I have a former friend who, while very warm and kind on a personal level, believes some of the wackiest shit you can think of. Vaccine causing autism? That's a given. Planetary alignments causing earthquakes? You know it.
The fact that Wakefield not only lost his medical license buy was charged criminally is, as the writer said, proof of a conspiracy by Big Pharma. That the Earth has such a vast number of earthquakes every year - every day! - that you can find correlation with any phenomenon that you care to name draws a shrug.

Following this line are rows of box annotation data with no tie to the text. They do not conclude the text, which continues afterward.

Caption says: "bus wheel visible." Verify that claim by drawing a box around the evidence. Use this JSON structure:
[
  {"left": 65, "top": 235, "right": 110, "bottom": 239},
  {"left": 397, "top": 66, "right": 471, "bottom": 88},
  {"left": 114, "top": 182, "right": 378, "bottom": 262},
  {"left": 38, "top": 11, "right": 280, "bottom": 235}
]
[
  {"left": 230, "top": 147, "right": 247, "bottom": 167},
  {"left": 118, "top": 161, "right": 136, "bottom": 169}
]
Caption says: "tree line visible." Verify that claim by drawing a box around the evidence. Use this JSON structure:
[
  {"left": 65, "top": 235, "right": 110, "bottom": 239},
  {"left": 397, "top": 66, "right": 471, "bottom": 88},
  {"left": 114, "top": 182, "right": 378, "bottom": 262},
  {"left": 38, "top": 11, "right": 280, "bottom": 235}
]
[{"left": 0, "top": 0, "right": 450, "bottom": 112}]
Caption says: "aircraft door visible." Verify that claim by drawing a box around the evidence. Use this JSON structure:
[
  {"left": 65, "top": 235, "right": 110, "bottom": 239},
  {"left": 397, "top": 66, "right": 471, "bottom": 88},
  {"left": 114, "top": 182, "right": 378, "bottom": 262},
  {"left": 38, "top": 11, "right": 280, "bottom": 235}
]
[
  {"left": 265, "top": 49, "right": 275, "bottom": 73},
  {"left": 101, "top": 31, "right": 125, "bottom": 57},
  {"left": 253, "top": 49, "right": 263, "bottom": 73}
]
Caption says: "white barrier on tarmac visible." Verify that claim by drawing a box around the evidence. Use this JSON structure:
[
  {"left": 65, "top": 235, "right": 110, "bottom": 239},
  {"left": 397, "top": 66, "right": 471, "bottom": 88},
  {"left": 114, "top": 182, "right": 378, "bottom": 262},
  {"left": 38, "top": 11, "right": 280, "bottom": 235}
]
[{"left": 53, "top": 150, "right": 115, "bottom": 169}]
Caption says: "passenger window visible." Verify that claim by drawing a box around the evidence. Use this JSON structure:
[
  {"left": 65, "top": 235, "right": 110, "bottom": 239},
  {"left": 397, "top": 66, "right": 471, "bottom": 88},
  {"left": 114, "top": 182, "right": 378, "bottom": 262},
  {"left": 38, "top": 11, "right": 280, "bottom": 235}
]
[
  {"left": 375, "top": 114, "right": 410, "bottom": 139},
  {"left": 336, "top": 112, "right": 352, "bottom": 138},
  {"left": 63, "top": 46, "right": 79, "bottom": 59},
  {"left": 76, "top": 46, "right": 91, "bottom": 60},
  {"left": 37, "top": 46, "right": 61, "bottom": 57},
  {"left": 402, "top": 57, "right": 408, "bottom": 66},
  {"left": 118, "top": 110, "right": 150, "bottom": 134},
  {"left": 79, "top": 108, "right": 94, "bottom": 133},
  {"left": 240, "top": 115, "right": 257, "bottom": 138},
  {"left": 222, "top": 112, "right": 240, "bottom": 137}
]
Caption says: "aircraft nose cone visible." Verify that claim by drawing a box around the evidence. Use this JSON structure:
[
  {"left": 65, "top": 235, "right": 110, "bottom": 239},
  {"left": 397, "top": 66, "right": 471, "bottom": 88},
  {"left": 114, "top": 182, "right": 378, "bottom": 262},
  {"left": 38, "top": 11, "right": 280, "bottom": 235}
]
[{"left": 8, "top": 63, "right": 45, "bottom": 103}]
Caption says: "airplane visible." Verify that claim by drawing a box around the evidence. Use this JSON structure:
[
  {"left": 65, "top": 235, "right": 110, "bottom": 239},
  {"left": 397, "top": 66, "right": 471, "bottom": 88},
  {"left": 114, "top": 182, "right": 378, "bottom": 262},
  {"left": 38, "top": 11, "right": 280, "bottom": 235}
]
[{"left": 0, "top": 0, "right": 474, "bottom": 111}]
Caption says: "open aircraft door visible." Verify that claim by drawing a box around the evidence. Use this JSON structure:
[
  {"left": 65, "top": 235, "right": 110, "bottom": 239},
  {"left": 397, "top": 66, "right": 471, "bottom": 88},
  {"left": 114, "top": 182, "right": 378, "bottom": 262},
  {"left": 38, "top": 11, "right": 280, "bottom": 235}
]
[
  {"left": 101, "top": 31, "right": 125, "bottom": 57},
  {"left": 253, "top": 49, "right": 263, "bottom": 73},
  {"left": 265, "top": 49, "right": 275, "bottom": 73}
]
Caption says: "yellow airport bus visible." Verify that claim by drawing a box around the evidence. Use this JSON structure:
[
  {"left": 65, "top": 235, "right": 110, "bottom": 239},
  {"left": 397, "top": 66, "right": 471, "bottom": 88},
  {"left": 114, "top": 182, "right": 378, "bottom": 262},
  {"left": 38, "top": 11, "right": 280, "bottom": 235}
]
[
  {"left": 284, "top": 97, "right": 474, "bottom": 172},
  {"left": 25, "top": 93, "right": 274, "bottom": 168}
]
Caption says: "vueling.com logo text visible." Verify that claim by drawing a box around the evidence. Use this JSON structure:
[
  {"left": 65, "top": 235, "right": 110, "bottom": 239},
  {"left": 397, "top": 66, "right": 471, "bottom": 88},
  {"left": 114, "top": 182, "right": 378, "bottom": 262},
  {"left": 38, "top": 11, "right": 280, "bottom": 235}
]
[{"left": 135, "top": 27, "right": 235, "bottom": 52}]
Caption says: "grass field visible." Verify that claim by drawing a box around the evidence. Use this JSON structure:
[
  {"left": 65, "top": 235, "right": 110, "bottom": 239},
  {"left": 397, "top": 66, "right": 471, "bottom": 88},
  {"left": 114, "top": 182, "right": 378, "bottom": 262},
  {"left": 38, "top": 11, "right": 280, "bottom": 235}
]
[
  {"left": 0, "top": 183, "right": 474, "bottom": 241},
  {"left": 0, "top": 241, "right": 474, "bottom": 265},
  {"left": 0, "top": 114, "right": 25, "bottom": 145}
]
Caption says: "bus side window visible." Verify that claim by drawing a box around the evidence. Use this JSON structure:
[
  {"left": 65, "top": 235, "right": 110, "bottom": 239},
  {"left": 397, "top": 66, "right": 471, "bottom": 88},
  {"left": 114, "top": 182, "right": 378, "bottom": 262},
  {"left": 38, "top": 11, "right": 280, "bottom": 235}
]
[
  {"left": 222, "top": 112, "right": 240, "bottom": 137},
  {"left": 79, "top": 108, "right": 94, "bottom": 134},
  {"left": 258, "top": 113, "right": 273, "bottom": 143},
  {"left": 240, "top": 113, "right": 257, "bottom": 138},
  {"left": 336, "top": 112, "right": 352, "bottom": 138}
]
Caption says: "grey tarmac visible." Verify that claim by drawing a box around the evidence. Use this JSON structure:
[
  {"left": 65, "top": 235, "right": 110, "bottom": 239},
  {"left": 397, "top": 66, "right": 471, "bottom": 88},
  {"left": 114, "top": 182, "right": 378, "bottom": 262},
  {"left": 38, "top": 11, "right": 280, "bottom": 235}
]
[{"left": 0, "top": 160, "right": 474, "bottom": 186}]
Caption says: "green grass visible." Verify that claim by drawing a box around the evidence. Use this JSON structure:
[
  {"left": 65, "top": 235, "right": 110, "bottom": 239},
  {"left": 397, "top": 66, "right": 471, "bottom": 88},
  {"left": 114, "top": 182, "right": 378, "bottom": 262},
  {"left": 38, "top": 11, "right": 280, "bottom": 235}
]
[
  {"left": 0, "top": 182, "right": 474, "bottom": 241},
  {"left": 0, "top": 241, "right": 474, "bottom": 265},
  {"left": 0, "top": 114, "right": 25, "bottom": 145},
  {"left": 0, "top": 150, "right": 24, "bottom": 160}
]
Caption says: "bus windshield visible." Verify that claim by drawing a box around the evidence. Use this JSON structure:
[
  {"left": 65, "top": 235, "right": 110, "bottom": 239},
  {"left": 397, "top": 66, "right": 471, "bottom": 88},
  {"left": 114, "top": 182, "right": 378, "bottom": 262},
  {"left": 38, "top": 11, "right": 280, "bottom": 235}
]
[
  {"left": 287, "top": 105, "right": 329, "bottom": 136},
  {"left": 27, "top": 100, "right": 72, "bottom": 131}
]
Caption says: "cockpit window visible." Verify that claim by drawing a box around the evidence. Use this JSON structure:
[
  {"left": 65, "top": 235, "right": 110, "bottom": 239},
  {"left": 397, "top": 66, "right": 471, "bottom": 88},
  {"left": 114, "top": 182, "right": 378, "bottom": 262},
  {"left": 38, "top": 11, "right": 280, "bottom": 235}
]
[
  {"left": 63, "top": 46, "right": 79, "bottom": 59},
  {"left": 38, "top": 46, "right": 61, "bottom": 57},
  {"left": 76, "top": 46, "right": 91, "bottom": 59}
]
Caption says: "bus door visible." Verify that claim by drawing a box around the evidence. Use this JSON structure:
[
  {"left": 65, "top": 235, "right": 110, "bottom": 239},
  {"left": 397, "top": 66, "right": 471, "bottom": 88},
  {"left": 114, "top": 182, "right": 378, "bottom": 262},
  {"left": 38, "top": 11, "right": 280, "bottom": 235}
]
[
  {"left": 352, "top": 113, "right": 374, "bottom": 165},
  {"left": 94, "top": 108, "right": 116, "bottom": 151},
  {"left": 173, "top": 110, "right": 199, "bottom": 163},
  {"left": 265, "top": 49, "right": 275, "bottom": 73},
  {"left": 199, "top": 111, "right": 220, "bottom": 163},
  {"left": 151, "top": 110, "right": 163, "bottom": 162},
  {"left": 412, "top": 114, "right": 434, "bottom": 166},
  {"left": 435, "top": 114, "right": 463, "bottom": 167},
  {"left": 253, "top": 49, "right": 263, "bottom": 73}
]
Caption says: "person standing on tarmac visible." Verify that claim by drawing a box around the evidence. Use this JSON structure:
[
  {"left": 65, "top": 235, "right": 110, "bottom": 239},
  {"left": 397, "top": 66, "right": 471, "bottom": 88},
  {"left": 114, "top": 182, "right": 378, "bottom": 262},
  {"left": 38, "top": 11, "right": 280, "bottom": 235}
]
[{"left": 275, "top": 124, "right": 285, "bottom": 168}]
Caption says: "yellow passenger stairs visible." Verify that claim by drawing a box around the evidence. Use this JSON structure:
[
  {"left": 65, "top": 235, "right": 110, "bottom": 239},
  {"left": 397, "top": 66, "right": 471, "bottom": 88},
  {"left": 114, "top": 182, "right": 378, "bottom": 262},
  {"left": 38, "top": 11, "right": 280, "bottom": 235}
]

I've given up on her. She is probably still where I almost always saw her - sitting at her computer in the basement bedroom in the house of her bf's mother. A harmless nut.
Hopefully.
shrike3
(3,695 posts)Last edited Mon Jan 24, 2022, 01:43 PM - Edit history (2)
He lived with an aunt. The only person willing to take him in. He came close to killing her. She got out of the house, ran across the street. The neighbor was home and let her in.
Finally, the system intervened. It took attempted murder. He was put in a locked group home. Other than one of them offering a home, the family had been able to do nothing up until that point. I realize this example is an extreme case. But being a kook or mentally ill is not illegal.
BobTheSubgenius
(11,564 posts)Not nearly as extreme as your nephew, of course, but there are mercifully few cases as awful as that. Still more than people are willing to admit, it seems.
shrike3
(3,695 posts)The aunt didn't hold it against him because she remembered the little boy he used to be.
Roisin Ni Fiachra
(2,574 posts)threaten to do harm to others.
The insidious *Special Blend, Plus!* of Kool-Aid, Snake Oil, and Conspiracy Salad that they drank inevitably leads them them to go dark and conclude that committing acts of violence against innocent people is justified in service to ol' Captain Howdy's ancient, most effective tool for bringing about hate, death, and destruction...
"The Cause".
I feel sorry for them, but we simply can't have them murder election officials, hang elected officials, set off bombs in motorhomes on city streets, kidnap governors, or attacking the Capitol after the Kool-Aid has driven them dangerously batshit crazy psychotic.
Freedom of speech is wonderful, but it ends as soon as the line is crossed, when violence is threatened.
shrike3
(3,695 posts)However, she's not mentally ill and he obviously is. Why he veered into fantastical beliefs and she did not.
lagomorph777
(30,613 posts)I'm not a psychiatrist, but have known people with those afflictions.
I wonder whether Trump has found a way to gather large masses of people with actual disorders together under one big crazy tent.
ellie
(6,929 posts)common ground with people who think I am a lizard person? That aliens control our brainwaves? That there are tunnels underground trafficking people?
I can't.
ismnotwasm
(41,998 posts)Kinda lost me there. Interesting insights though, its cool she tries to understand her brother
niyad
(113,485 posts)genetically "modified", cross-bred human sacrifices, the mothership parked in orbit above the earth, but visible against the sun, the White House destroyed,, the medbeds being manufactured on Mars, to which military members suffering from PTSD because of the horrors they saw in the tunnels will be sent, and on and on.